In Deutschland herrscht ein Pflegenotstand –  darin sind sich Experten, Politik und Medien einig. Die neue Bundesregierung spricht in ihrem Koalitionsvertrag von einem Pflege-Sofortprogramm, das 8.000 neue Stellen für Fachkräfte schaffen soll. Die Reaktionen von Verbänden, Stiftungen und Krankenhäusern darauf waren eher verhalten. Vielerseits wurde von einem Tropfen auf den heißen Stein gesprochen.

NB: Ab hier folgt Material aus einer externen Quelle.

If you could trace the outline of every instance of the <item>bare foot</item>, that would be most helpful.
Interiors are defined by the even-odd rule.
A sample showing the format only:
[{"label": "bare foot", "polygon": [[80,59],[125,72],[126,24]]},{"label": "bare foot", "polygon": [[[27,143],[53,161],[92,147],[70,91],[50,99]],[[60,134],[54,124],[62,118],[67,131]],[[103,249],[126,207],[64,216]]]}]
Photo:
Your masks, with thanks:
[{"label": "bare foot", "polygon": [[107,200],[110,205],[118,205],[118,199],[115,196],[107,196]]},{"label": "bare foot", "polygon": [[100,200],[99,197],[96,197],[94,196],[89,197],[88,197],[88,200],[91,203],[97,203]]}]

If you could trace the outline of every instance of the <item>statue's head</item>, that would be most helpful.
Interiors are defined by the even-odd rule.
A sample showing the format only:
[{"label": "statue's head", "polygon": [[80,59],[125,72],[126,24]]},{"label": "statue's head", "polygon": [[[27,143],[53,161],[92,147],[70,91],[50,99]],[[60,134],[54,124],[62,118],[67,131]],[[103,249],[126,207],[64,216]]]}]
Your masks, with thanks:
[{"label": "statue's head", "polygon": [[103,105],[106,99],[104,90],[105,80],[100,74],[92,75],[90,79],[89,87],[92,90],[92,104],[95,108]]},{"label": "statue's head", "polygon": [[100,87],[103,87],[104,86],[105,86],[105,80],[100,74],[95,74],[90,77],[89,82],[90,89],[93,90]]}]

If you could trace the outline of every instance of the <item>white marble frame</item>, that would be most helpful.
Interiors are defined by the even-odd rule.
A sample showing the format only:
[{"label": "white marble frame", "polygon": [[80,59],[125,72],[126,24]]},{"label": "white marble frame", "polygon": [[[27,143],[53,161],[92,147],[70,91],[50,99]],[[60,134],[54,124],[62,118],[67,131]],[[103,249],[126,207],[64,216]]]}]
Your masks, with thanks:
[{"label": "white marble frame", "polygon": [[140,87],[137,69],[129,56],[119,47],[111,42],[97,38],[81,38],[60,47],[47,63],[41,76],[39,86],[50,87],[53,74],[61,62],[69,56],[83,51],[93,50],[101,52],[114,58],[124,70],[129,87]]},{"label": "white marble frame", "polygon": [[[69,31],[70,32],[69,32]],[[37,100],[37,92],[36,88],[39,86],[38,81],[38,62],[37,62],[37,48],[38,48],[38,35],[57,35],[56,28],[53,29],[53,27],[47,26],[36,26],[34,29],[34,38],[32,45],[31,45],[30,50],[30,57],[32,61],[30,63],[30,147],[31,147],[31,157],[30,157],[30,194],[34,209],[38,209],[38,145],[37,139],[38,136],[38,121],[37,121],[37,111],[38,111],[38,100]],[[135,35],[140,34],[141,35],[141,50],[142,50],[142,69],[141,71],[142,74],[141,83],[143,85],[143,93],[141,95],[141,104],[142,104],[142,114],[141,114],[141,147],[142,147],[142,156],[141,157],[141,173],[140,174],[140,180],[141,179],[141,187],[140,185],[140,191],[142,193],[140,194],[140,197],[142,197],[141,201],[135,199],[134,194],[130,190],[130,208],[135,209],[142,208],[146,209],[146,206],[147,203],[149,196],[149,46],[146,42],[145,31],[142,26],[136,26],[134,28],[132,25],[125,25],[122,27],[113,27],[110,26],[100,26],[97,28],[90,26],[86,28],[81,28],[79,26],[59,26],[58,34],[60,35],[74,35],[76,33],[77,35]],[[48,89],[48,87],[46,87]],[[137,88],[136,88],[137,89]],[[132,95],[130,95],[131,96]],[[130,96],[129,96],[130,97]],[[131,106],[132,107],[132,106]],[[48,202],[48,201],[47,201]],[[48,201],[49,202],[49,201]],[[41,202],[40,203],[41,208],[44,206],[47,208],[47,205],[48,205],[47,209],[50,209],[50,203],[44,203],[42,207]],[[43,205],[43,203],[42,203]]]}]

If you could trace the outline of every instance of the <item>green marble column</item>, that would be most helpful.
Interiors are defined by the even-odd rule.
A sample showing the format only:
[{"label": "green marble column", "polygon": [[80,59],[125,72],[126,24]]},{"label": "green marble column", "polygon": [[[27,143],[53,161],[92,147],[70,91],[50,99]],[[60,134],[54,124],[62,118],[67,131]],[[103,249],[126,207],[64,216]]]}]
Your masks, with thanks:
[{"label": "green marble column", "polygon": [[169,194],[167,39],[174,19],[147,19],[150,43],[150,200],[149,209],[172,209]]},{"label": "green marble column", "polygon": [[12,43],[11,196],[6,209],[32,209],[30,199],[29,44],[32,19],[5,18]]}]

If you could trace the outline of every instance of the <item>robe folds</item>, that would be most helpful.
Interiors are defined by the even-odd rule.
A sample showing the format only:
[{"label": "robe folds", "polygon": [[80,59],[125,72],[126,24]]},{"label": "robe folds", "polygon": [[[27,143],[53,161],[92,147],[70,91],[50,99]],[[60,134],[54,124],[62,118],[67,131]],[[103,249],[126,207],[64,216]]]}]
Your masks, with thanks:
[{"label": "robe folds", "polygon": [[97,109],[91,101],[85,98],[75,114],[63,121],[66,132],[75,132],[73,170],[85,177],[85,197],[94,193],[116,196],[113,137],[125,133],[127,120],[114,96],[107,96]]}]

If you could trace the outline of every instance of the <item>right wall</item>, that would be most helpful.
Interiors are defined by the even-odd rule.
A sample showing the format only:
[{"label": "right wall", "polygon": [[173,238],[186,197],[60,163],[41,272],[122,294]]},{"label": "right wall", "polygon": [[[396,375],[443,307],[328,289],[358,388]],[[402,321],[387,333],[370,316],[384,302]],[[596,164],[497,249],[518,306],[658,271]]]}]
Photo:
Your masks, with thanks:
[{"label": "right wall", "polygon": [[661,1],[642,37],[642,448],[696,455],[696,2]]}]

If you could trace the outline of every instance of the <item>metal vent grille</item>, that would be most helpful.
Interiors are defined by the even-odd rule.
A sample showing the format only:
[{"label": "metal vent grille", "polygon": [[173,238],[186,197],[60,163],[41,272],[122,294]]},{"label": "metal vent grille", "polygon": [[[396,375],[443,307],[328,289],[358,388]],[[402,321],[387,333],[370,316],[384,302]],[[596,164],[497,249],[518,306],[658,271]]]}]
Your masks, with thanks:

Betrachtet man den Arbeitsmarkt, so fällt auf: Es fehlt nicht an Fachkraftstellen. Vielmehr kommt der Pflegenotstand durch eine sehr große Zahl an unbesetzten Stellen zustande. Ihnen steht eine viel geringere Zahl an Jobinteressenten gegenüber. Krankenhäuser, Pflegeheime und staatliche Einrichtungen setzen dabei vermehrt auf qualifizierte Arbeitskräfte aus dem Ausland, wie Berichte im Spiegel und in anderen Medien verdeutlichen. Bereits der Fachkräftereport der letzten Bundesregierung unterstreicht die Bedeutung dieses Themas und auch  Gesundheitsminister Jens Spahn spricht diesen Ansatz in einem aktuellen Interview an.

Welche Bedeutung haben ausländische Pflegekräfte für den deutschen Arbeitsmarkt? Ist Zuwanderung eine Lösung für den Pflegenotstand? Die aktuellsten verfügbaren Daten der OECD stammen aus dem Jahr 2015, ebenso wie die Pflegestatistik des Statistischen Bundesamtes. In unseren Analysen knüpfen wir hier an und untersuchen die Entwicklungen seit 2015 bis heute. Dabei nutzen wir die Daten der Jobsuchmaschine Indeed. Mit Indeed-Daten können wir in Echtzeit beobachten, wie sich Stellenausschreibungen und Suchanfragen nach Jobs im Pflegebereich entwickeln.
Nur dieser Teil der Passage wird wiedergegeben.